The organ damage was assessed by elevation of LDH in the preservation solution and histological analysis. The level of LDH was measured in the samples of the storage solution at 24, 48, and 72 h using a bioanalyzer (SPOTCHEM EZ SP-4430; ARKRAY, Inc.). After 72 h of preservation, the liver and kidney were used for histological analysis. The samples were fixed in 10% neutralized buffered formalin, embedded in paraffin, and sliced (3 mm thickness), and the slides were stained with hematoxylin and eosin. The samples were photographed and analyzed using a microscope system (BIOREVO BZ-9000; KEYENCE Co., Osaka, Japan). A liver and kidney that had not been subjected to cold storage served as a control for the histological analysis.

Oxidative stress parameters, including thiobarbituric acid reactive substance (TBARS) and reduced and oxidized glutathione (GSH and GSSG, resp.), in the liver homogenates were measured. After 72 h of cold preservation, the liver tissue (approximately 50 mg) and 500 mL of radioimmunoprecipitation assay (RIPA) buffer were mixed and homogenized under ice-cold conditions. The sample was centrifuged (1600 ×g, 10 min, 4°C), and the concentrations of TBARS and total proteins in the supernatant were measured using the TBARS assay kit and BCA Protein Assay Kit, respectively. For the measurements of GSH and GSSG, the liver tissues were weighed and mixed with 5% metaphosphoric acid solution at a 1 : 5 ratio (w/v) and homogenized under ice-cold conditions. The sample was centrifuged (1600 ×g, 10 min, 4°C), and the concentrations of GSH and GSSG were measured using a BIOXYTECH GSH assay kit.

2.3. Statistical Analysis

The results are expressed as the mean ± SEM. Statistical analysis was performed using GraphPad Prism ver. 5.01 (GraphPad Software, San Diego, CA, USA).
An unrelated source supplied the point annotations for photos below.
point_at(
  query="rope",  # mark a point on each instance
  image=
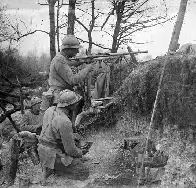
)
(152, 117)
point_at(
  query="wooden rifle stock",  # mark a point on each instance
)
(107, 55)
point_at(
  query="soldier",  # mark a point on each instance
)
(32, 119)
(61, 76)
(57, 149)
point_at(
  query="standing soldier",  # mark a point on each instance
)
(57, 149)
(61, 76)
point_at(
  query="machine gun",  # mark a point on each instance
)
(107, 55)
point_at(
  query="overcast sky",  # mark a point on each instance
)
(157, 39)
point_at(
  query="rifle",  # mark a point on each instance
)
(107, 55)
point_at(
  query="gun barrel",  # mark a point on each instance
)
(108, 55)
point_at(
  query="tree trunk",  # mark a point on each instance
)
(57, 25)
(178, 25)
(90, 43)
(119, 12)
(71, 17)
(115, 36)
(52, 28)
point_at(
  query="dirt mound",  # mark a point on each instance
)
(176, 104)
Two-way analysis of variance was performed to examine the statistical significance of the data. When significant differences (P < 0.05) were identified, the data were further analyzed using Bonferroni's multiple comparison test.

3. Results

3.1. Effects of PEP, Glucose, or NAC on the Leakage of LDH in Preservation Media and Histological Changes in Mice Liver Induced by Cold Storage

The time course of LDH levels in the preservation solutions is shown in Figure 1(a). The concentrations of LDH in the preserved solution were increased with storage time in the PBS groups. The increase in LDH levels was significantly prevented by treatment with 100 mM PEP, which was identified in our previous study as an adequate dose for mouse liver preservation [11]. Although the treatment with 100 mM glucose also inhibited increases in LDH levels, significant differences were observed between the glucose and PEP groups undergoing 72 h cold preservation. Treatment with 10 mM NAC did not prevent increases in LDH leakage during cold preservation.

Figure 1.

Figure 1

Effects of PEP, glucose, or NAC on mouse liver damage during cold preservation. (a) Changes in LDH concentrations in the preservation solutions; PBS (n = 3), PBS + 100 mM PEP (n = 3), PBS + 100 mM glucose (n = 3), and PBS + 10 mM NAC (n = 3). Each bar represents the mean ± SEM. *P < 0.05 and **P < 0.01, compared with the PBS group. # P < 0.05, compared with the PBS + 100 mM PEP group. (b) Histological pictures of the liver 72 h after cold preservation. The liver tissues were fixed with 10% buffered formalin, embedded in paraffin, sectioned, and stained with hematoxylin-eosin. Nonpreserved fresh liver served as a control. Scale bar = 300 μm.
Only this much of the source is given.